La totalità dei cittadini è stata messa in quarantena dal 17 marzo con la totale chiusura di tutti gli esercizi non indispensabili e limitazione delle uscite, previa compilazione di un modulo di autocertificazione. Oggi la situazione è uguale a quelle italiana, sarà il caso di dirlo, il Coronavirus non ha frontiere. Gli ospedali in determinate regioni definite foyer sono in condizioni di estremo sovraccarico per i posti in rianimazione.
– Le misure sanitarie prese dal Governo sono ritenute tempestive dai cittadini?
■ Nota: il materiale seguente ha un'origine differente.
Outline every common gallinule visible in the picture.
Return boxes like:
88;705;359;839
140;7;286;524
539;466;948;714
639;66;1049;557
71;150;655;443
All’inizio, nei primi giorni di marzo, quando in Italia il Coronavirus iniziava la sua ascesa brutale, per numero di contagi e decessi, in Francia la situazione è stata diversa. Ricordo ancora l’intervento sulla TF1, del Ministro francese, Olivier Véran, che esponeva in chiare linee che il destino della Francia, davanti al pericolo del Coronavirus non poteva essere paragonato a quello dell’Italia.- Il loro sistema sanitario non è come quello francese, – rassicurava Véran. Ancora ribadiva che in Italia non avevano forse fatto test a sufficienza per valutare il rischio. Io viaggio almeno due volte al mese in Italia e ricordo che negli aeroporti di Linate e Malpensa, già a fine gennaio, veniva rilevata, all’atterraggio, la temperatura di ogni passeggero, mentre negli aeroporti di Parigi, nulla. E ciò fino al mese di marzo.
– I dispositivi di protezione individuale sono disponibili o sono carenti?
Sono una fortuna riservata a pochi eletti, mancano le mascherine per tutto il personale sanitario ed i dottori generalisti, per limitare il contagio. Si limitano a delle video consultazione coi propri assistiti. I test sono fatti solo su coloro che si recano in ospedale con difficoltà respiratorie. Molti malati sono trasferiti in altri ospedali di regioni meno colpite o, addirittura, in Germania per avere quelle cure che qui non sono possibili.
– Come vive la popolazione in questo frangente?
La vita continua a rilento. Coloro il cui lavoro lo permette fanno smart working ed improvvisano un ufficio a domicilio, tra una quiche e una videochiamata con colleghi e amici, in balia di bimbi sempre più irrequieti per non poter più sgambettare fuori casa. Si organizzano attività per intrattenerli e si è sempre più tesi nel conciliare torte e presentazioni in powerpoint col capo. Per coloro il cui lavoro implica una presenza sul posto, le aziende hanno intrapreso un piano di chaumage partiel che permette ai lavoratori di ricevere un’indennità dell’ottanta per cento.
– Cosa ti aspetti nel dopo Coronavirus?
Che riprenderemo in mano la nostra vita con più entusiasmo e consapevolezza. Spero fortemente che tutti non esauriranno, con questa immensa tragedia, anche la condivisione, la solidarietà e l’attenzione per il nostro pianeta.